# King Fish skys on Hardtail VIDEO!!!



## will4surf (Feb 13, 2013)

https://www.youtube.com/watch?v=neADf06hToc


----------



## ThaFish (Feb 27, 2013)

DAMN! That was legit!!! Watched it a couple times just cause it was so sweet.


----------



## TailRazor (Apr 25, 2011)

Sweet!


----------



## MrPhoShiz (Sep 22, 2010)

that is pretty bad ass.


----------



## Mac1528 (Mar 24, 2012)

That was a crazy good shot of vid!

Sent using tapatalk


----------



## Kim (Aug 5, 2008)

The last rig trip I made with Mike we were both lucky enough to be looking in the right direction and watched a 15 - 20 King sky on some bait we scattered passing by. It is pretty cool.


----------



## Mike Moore (Feb 10, 2010)

Awesome!


----------



## iJabo (Jul 6, 2013)

That's freakin' sweet


----------



## Tobiwan (Apr 27, 2012)

That was pretty awesome. 

I've seen wahoo do this on our lures twice one was on the mousetrap but the other was a giant on the short flat it was amazing.


----------



## barefoot (Nov 3, 2011)

Sweeet...love it when they go air borne!


----------



## Fish N Tales (Jun 14, 2012)

Man that was awesome!


----------



## purple haze (Sep 2, 2013)

That will get your heart pumping faster. Nice shot!


----------



## okiman (Jul 26, 2013)

Bad A##


----------



## bcahn (Jan 10, 2013)

Now that was way to cool!


----------



## cobe killer (Apr 13, 2008)

that awesome!!! nice king.


----------



## swhiting (Oct 4, 2007)

sweet!


----------



## Florida-Lis (Mar 5, 2014)

This is why I love fishing so much!!! Cool ViD!!!


----------



## PorknBeans (Nov 21, 2007)

hell yeah!!


----------



## lobsterman (Sep 30, 2007)

If you slow troll live bait that will happen over 50 % of the time.


----------



## Jason (Oct 2, 2007)

Awesome video...makes me doubletake what I saw last week. I saw a fish sky about 8 foot in the air just fer the heck of it but it sorta looked like a big blue fish...Maybe thinking it was a king now!


----------



## Reelbait (Mar 3, 2013)

I was going "wooooo" with them when it jumped on the screen


----------



## grouper1963 (Feb 28, 2008)

Awesome vid!


----------



## 85okhai (Mar 15, 2010)

awesome video. I like to keep my free lined bait close to the boat and have that happen a lot


----------



## kanaka (Oct 3, 2007)

Awesome!!! That's a one of those 1 in a xxxxxxx% numbers to get that on video!!!!
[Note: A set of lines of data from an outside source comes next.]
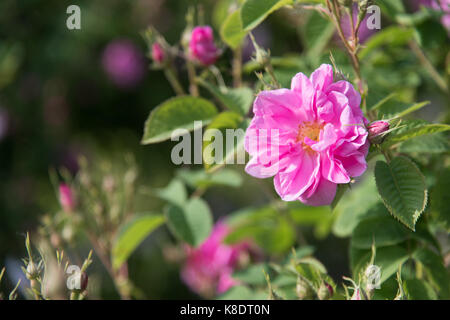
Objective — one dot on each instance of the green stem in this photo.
(193, 88)
(428, 66)
(171, 76)
(237, 67)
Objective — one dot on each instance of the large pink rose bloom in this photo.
(202, 47)
(310, 137)
(209, 267)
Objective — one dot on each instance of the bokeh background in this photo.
(65, 93)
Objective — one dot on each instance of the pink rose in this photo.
(66, 197)
(202, 47)
(310, 137)
(209, 267)
(157, 53)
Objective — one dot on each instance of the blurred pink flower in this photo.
(311, 137)
(440, 5)
(157, 53)
(202, 47)
(209, 267)
(364, 33)
(66, 198)
(123, 63)
(4, 123)
(376, 129)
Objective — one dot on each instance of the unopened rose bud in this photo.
(66, 198)
(377, 131)
(201, 46)
(325, 291)
(32, 270)
(304, 290)
(356, 294)
(345, 3)
(157, 53)
(84, 279)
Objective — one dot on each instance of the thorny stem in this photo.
(102, 254)
(237, 67)
(269, 70)
(428, 66)
(352, 50)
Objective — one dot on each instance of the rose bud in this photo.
(201, 46)
(377, 131)
(157, 53)
(303, 289)
(84, 279)
(356, 294)
(325, 291)
(66, 198)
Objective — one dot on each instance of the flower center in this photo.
(310, 130)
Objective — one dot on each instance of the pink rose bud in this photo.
(157, 53)
(356, 295)
(209, 267)
(202, 47)
(66, 198)
(325, 291)
(377, 130)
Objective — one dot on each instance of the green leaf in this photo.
(389, 259)
(316, 35)
(429, 143)
(231, 31)
(320, 217)
(418, 290)
(382, 231)
(238, 100)
(233, 142)
(131, 235)
(391, 7)
(414, 128)
(354, 206)
(191, 223)
(391, 36)
(402, 188)
(175, 193)
(439, 198)
(266, 227)
(176, 113)
(398, 109)
(202, 179)
(253, 12)
(253, 275)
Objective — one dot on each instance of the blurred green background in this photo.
(57, 101)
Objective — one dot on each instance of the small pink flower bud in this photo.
(325, 291)
(66, 198)
(202, 47)
(356, 294)
(84, 279)
(157, 53)
(377, 130)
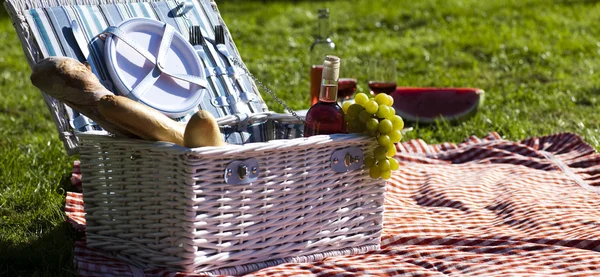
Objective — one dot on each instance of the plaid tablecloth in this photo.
(485, 207)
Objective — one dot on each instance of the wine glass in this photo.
(382, 76)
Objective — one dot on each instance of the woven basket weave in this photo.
(160, 204)
(157, 204)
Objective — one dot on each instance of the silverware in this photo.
(197, 40)
(221, 46)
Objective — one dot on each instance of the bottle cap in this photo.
(331, 67)
(323, 13)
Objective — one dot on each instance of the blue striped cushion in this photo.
(51, 28)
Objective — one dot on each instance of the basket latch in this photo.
(346, 159)
(241, 172)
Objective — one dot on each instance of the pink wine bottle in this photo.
(326, 116)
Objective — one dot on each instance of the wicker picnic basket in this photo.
(273, 198)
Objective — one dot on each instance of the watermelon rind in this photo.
(467, 113)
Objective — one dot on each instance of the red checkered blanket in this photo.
(485, 207)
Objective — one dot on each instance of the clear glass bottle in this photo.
(321, 47)
(326, 116)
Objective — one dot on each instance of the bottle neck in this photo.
(323, 32)
(328, 91)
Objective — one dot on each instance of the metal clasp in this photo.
(347, 159)
(242, 172)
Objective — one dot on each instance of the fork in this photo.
(222, 48)
(197, 41)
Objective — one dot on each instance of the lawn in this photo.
(538, 61)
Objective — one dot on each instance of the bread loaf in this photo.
(74, 84)
(141, 120)
(202, 130)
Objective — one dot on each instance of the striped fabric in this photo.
(484, 207)
(51, 28)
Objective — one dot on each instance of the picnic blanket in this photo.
(484, 207)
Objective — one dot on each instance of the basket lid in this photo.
(151, 63)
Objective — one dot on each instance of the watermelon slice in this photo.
(426, 105)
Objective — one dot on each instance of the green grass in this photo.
(538, 62)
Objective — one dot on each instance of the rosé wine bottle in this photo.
(326, 116)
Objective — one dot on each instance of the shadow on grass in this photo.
(51, 255)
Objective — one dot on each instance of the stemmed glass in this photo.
(382, 76)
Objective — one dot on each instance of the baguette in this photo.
(141, 120)
(74, 84)
(202, 130)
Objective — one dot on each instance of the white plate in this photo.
(127, 67)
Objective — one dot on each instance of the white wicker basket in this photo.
(159, 204)
(218, 210)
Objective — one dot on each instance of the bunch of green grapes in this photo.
(377, 118)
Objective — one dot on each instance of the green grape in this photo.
(361, 99)
(369, 161)
(395, 136)
(372, 133)
(397, 122)
(383, 111)
(380, 153)
(354, 110)
(385, 174)
(364, 116)
(393, 164)
(391, 150)
(372, 124)
(384, 165)
(390, 100)
(345, 106)
(371, 107)
(381, 99)
(384, 140)
(385, 126)
(391, 113)
(356, 126)
(374, 172)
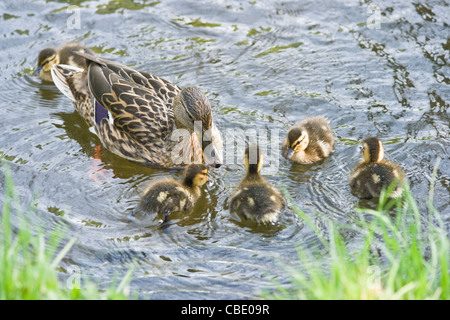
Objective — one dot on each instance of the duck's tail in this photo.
(60, 75)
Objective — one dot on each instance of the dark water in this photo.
(264, 65)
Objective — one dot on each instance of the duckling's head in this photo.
(298, 140)
(192, 111)
(47, 58)
(195, 175)
(254, 159)
(373, 150)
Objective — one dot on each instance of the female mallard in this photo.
(142, 117)
(374, 173)
(309, 141)
(255, 198)
(169, 195)
(49, 57)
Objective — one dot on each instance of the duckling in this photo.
(169, 195)
(309, 141)
(255, 198)
(49, 57)
(374, 173)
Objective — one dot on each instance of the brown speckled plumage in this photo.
(142, 117)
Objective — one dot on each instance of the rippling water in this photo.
(374, 68)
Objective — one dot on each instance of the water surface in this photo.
(373, 68)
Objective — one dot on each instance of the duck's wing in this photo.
(161, 88)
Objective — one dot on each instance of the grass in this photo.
(401, 255)
(29, 260)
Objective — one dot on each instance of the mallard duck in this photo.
(142, 117)
(374, 173)
(165, 196)
(49, 57)
(309, 141)
(255, 198)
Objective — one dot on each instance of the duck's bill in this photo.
(289, 154)
(37, 71)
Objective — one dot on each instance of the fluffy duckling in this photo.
(374, 173)
(309, 141)
(49, 57)
(169, 195)
(255, 198)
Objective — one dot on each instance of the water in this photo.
(264, 65)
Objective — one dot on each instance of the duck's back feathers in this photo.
(369, 179)
(163, 197)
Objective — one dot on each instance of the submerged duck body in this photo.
(255, 198)
(374, 173)
(165, 196)
(65, 54)
(142, 117)
(309, 141)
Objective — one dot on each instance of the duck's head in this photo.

85okhai, hope they don't end up in the boat upon reentry . :2guns:


----------



## fairpoint (May 9, 2013)

Very cool ....seen it many times and always gets me going .....Sky rockets in flight.Afternoon delight.....thnx for sharing...tight lines


----------



## RedLeg (Mar 15, 2014)

Awesome video! I'm itching to get out and have another good day drift fishing with live bait!


----------



## KingCrab (Apr 29, 2012)

We were at the Mass years ago catching bait screwing around. There was a family of say noviced fishers near us. They were all sitting down watching us bottom fishing i guess. We had a small king on while catching bait. We for some reason looked up at them . A king skied over their boat ! It made a splash on the other side of them. We yelled & screamed in amazement. They though we were crazy. They had no idea. No, not how crazy we was but the reason we were yelling & cheering. They just looked around confused. Pulled anchor & left.:no: Highlight of the day. Also had a king Sky almost as high as the end of the Pbch pier . We backed off the rail not sure if it was gonna land on it.


----------



## WhyMe (Apr 21, 2013)

Sweet.
WhyMe 
Mako My Dayo


----------



## fairpoint (May 9, 2013)

One of the coolest ones I've witnessed was a 40lber going straight up about 14ft with with a big hardtail in its mouth....the blood from the hardtail covered the sides of the king and when the sun hit it he was glowing red.....I almost saw a 40lb land on a guy wading out behind the old holiday inn in Gulf breeze....sorry for the highjckson....


----------



## Ozeanjager (Feb 2, 2008)

That was AWSOME !


----------